Il brano biblico che si legge durante il sabato di Sukkot, tratto da Esodo 33:12 e dai versi seguenti, parla della seconda chance di un rapporto burrascoso e travagliato ma duraturo: quello fra la divinità e Mosè, rappresentante di tutto il popolo ebraico da un lato, personalità assai individuale dall’altro. La conversazione che apre il brano sembra scritta da Beckett e avviene dopo che il popolo di Israele - stanco di aspettare Mosè, ormai da 40 giorni perso sul monte Sinai - si è costruito e ha venerato il famoso vitello d’oro e Mosè, per la sorpresa e la collera, ha fracassato le Tavole dell’Alleanza appena faticosamente ricevute dall’Eterno. Il rapporto fra Mosè e Dio – e l’intera vicenda – potrebbero chiudersi lì. Invece è proprio lì che comincia il bello, è proprio lì che tutto ha un nuovo inizio: Mosè chiede una seconda chance, l’Eterno gliela accorda. Gli dice di tagliare (scolpire, tagliare e legiferare, decretare hanno nell’ebraico biblico la stessa radice) delle nuove tavole di pietra come le prime: non saranno mai le prime, saranno sempre come le prime. E però, è proprio lì che la relazione rinasce o forse nasce davvero: nella seconda chance, nel non morire lì, nel trovare una seconda possibile opzione, che diventa quella vera, l’unica percorribile.
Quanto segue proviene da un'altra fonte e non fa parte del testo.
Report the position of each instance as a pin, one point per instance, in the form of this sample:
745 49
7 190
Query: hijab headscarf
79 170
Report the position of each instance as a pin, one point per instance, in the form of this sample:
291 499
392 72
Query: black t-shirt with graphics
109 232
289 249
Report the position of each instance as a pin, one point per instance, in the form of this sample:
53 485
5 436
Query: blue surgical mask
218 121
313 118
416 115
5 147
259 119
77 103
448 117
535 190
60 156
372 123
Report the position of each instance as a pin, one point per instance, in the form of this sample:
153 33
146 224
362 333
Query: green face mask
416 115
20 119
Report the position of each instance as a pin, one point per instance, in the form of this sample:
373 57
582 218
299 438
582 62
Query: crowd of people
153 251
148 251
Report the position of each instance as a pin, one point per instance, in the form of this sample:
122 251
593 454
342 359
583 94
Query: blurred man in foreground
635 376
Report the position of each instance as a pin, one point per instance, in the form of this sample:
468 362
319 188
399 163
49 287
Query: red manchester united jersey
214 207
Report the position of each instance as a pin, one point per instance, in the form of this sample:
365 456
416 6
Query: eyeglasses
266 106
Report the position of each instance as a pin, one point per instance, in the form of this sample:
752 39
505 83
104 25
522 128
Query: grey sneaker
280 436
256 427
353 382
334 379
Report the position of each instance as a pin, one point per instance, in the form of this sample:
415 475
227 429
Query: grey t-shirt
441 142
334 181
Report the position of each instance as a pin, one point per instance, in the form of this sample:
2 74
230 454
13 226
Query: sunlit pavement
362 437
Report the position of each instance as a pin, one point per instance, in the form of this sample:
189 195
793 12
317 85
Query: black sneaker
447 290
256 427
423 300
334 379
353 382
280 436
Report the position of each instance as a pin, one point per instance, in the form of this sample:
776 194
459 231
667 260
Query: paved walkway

Il vero incontro, quello intimo ed emotivo tra il Divino e Mosè avviene lì, in quello sprone di roccia – una sukkah, rifugio e tabernacolo di temporanea e precaria residenza – in cui Dio invita Mosè a soggiornare perché possano fugacemente, brevemente, quasi per caso, incontrarsi, sfiorarsi: “Non puoi vedermi da davanti, perché nessun umano mi vede in volto e vive”, dice Dio al Suo prediletto, “Ma mi potrai vedere da dietro, dopo che sarò passato, perché voglio mostrarti che hai trovato grazia ai Miei occhi”.. Che conversazione. Dolce, forte, mistico-erotico-caotica, come quasi tutti i rapporti.

Non sarebbe mai avvenuta senza quel terribile incidente in fondo nemmeno troppo accidentale: Mosè ha un raptus di collera incontenibile e fracassa le Tavole: poco professionale, poco responsabile, assai poco moderata, ma è pur sempre una sua scelta.

Eppure, è proprio da quel momento di immediata e profonda connessione con gli istinti più forti, non mediati da alcun timore o reverenza, pura forza e puro dolore, che nasce la relazione vera, quella che per pochi istanti sembra quasi “alla pari”, “faccia a faccia”.

Le preghiere e ogni nostro pasto festivo, soprattutto se condiviso e comune come quelli di ieri – pensavo – sono il “Piano B” che i Rabbini e Maestri del Talmud hanno inventato per sostituire i sacrifici e il culto del Tempio di Gerusalemme, distrutto dai Romani nel 70 dc e da allora finito: pasti e preghiere, preghiere e pasti che possiamo consumare ovunque e con chiunque: questa è la relazione con la divinità che da allora pratichiamo, trasportabile, mobile, proprio come una capanna nel deserto, proprio come un rapporto che ci portiamo ovunque, e forse è meglio così.